Concentration dependent exchange coupling in BaFe12O19/NiFe2O4 nanocomposites

Hard Barium ferrite (BaFe ₁₂O ₁₉) and soft Nickel ferrite (NiFe ₂O ₄) nanoparticles and their nanocomposites with different concentrations, i.e. (BaFe ₁₂O ₁₉) _1−x/(NiFe ₂O ₄) _x where x = 0, 0.3, 0.5, 0.7 and 1 were successfully synthesized. X-ray diffraction was used to obtain the phase formation and purity of these samples and the average crystallite size was found to be in a narrow range of 27–34 nm. The merging of zero field cooled and field cooled magnetization curves for x = 0.7 was evidence of strong magnetic interactions in these nanocomposites which is due to strong exchange coupling of hard/soft magnetic phase at this particular concentration.

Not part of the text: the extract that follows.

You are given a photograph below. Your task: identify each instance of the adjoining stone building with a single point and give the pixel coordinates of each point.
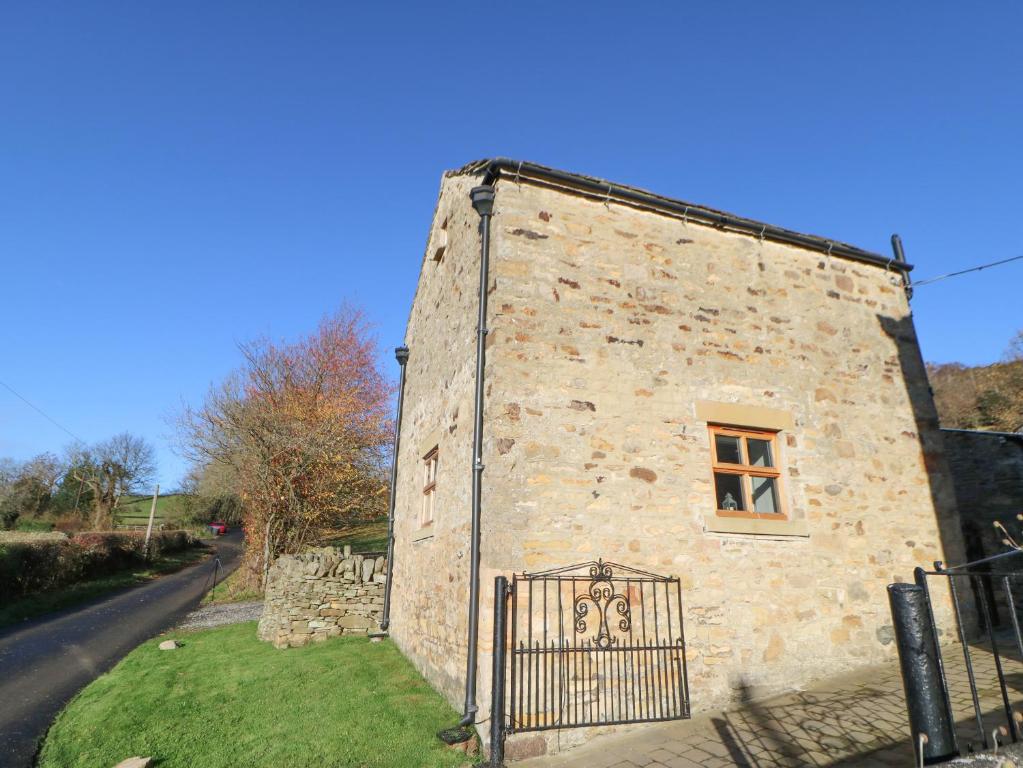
(987, 473)
(677, 390)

The value of coercivity and saturation magnetization of soft ferrite (NiFe ₂O ₄) should be linearly increased by the addition of hard ferrite (BaFe ₁₂O ₁₉), however a sharp increase was found for x = 0.7 and x = 0.5 samples, which is indication for the presence of spring exchange coupling in these nanocomposites. The single peak in dM/dH vs H plot indicate the presence of strong exchange coupling for x = 0.5. Bloch's law fit revealed the smallest value of Bloch's constant B for x = 0.7, which is also an evidence for the presence of strong magnetic interactions in these nanocomposites. The Kneller's law fit to the H _C versus temperature data revealed the higher value of Kneller's constant α for x = 0.7, which may be due to presence of strong magnetic interactions in these nanocomposites. In summary, hard/soft ferrites nanocomposites with spring exchange mechanism strongly depends on the concentration of hard and soft ferrite phases and may be beneficial for different technological applications.